The clock was striking twelve before Nannette began to undress, and now and then she would cast an anxious eye out of the window and wonder how long the erring girl’s nerve would hold out, or whether she had really dared go to some neighbor’s and stay all night. If she had what could they do?
Finally Gene got up from his reading chair and went downstairs to see if all the doors were locked, he said; but in reality he went softly out the kitchen door and walked down to the garage with slow, careful tread, stopping to listen, every minute or two. But no sound reached his ear save the dreamy notes of a tree toad. The little gray clouds drifting through the sky were hiding the moon and making the back yard quite dark. Somehow a vision of his mother’s face came to him, that last day when she had called him to the bed side and reminded him that she left Joyce as a sacred trust to his care. She told him that of course he would understand the home was always hers and something like reproach came and stood before his self-centred, satisfied soul and gave him strange uneasiness.
He stepped quietly into the garage and looked around in the darkness. There was no car as yet, but he meant to purchase one the minute the estate was settled up. He felt sure there would be plenty of money to do a number of the things to the house that he had already planned. It was not really a garage, though he had called it that ever since he came home to live with his mother, it was only the old barn with a new door.

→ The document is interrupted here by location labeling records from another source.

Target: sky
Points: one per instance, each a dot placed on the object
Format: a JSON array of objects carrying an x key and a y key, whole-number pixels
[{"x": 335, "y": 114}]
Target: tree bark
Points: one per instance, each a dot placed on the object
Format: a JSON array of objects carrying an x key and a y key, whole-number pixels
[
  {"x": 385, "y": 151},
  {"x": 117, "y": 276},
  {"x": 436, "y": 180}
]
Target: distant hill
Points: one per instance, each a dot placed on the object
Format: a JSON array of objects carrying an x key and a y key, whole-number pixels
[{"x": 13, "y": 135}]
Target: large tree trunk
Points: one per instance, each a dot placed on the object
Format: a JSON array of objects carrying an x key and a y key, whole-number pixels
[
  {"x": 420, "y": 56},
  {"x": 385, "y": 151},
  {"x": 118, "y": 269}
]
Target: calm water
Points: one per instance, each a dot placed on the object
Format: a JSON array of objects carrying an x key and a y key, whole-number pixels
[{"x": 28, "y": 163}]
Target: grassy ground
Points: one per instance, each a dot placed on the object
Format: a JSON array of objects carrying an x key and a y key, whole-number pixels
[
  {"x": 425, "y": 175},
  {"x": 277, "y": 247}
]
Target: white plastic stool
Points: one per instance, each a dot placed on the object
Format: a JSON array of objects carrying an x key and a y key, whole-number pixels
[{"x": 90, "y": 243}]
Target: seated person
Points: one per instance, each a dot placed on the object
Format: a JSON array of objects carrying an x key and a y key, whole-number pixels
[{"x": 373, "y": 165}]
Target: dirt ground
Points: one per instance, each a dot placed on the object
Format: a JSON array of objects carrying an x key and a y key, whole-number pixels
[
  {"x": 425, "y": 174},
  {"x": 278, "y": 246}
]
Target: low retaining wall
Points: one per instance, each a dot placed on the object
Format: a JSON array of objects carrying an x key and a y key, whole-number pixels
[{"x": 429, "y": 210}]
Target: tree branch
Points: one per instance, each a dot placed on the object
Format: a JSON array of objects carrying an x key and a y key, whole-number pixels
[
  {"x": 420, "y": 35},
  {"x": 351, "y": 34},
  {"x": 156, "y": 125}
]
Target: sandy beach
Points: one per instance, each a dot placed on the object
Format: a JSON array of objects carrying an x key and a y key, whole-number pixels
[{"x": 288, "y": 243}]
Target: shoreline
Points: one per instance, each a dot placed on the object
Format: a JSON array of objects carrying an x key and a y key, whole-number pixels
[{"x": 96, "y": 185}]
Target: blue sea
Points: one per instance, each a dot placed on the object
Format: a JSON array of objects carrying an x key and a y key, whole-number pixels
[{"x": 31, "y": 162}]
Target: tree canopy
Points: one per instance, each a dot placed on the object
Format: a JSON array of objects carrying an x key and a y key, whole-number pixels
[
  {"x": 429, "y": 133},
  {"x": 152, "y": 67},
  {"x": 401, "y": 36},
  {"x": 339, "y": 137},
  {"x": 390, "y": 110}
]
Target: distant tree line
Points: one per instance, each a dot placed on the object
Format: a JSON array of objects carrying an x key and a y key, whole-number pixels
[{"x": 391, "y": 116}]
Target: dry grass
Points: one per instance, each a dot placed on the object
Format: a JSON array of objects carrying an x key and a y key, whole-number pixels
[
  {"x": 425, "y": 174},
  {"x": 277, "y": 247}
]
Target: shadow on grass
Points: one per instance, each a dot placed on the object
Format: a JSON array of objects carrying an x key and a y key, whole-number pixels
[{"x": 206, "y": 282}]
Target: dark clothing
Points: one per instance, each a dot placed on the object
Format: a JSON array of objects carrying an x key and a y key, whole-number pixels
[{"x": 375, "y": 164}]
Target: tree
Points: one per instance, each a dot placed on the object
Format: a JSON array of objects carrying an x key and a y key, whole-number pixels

But there was no sign of any Joyce inside the old barn, though he searched every corner and even opened the door of what used to be the harness closet.
He closed the door and went outside, puzzled, a trifle anxious, not for the safety of the girl whom he had driven from the only home she had by his unsympathetic words, but for the possibility of what she might have said to some neighbor with whom she might have taken refuge for the night. And yet he could not bring himself to believe, that Joyce would be so disloyal to his mother’s family as to let others know of a rupture between them.
He went outside and walked around, but there was no sign of any one, and the dew glistened evenly on the new grass in the sudden light as the moon swept out from behind a cloud and poured down a moment’s radiance. There were no marks of footprints on the tender grass anywhere near the building.
Standing in the shadow of the big maple half way to the house he called: “Joyce!” once, sharply, curtly, in a tone that startled himself and shocked the tree toads into sudden brief silence, but the echo of the meadow came in sweet drifts of violet breath as his only answer. His voice sounded gruff even to himself and he realized that she would not come to a call like that. If she had strength of purpose enough to go at his harsh words she would not come at such a call. He tried again:
“Joyce!” and Joyce would have been astonished could she have heard his voice. He had never spoken to her with as much kindliness of tone in all his life, not even when he wanted to borrow money of her. Yes, he had really descended to asking her who had but a small allowance from the bounty of his mother, to loan it to him. And she had always been ready to lend graciously if it was not already promised for some necessity. He would soon have kept her in bankruptcy had not his mother discovered it and forbidden Joyce to lend any more, telling her son to come to her in any need.
He stood there sometime calling into the darkness trying various tones and wondering at himself, growing more indignant with the girl for not answering, calling her stubborn, and finally growing alarmed, although he would not own it really to himself.
But at last he gave it up and went in, putting it aside carelessly as if it were but a trifle after all. The girl was stubborn but she would have to come back pretty soon, and the lesson would only do her good. As for the neighbors, they must prepare a story that would offset anything she might tell them. And what did the neighbors matter anyway? This wasn’t the only place in the world. They could sell the house and move where Joyce had no friends, then there would be no trouble. Joyce would have to stick to them, for she had no way of earning money anywhere else. The idea of teaching school was fool nonsense. He wouldn’t think of allowing it. She would always be taking on airs even if she paid board, and then they would get no work out of her, and she would not be pleasant to have around.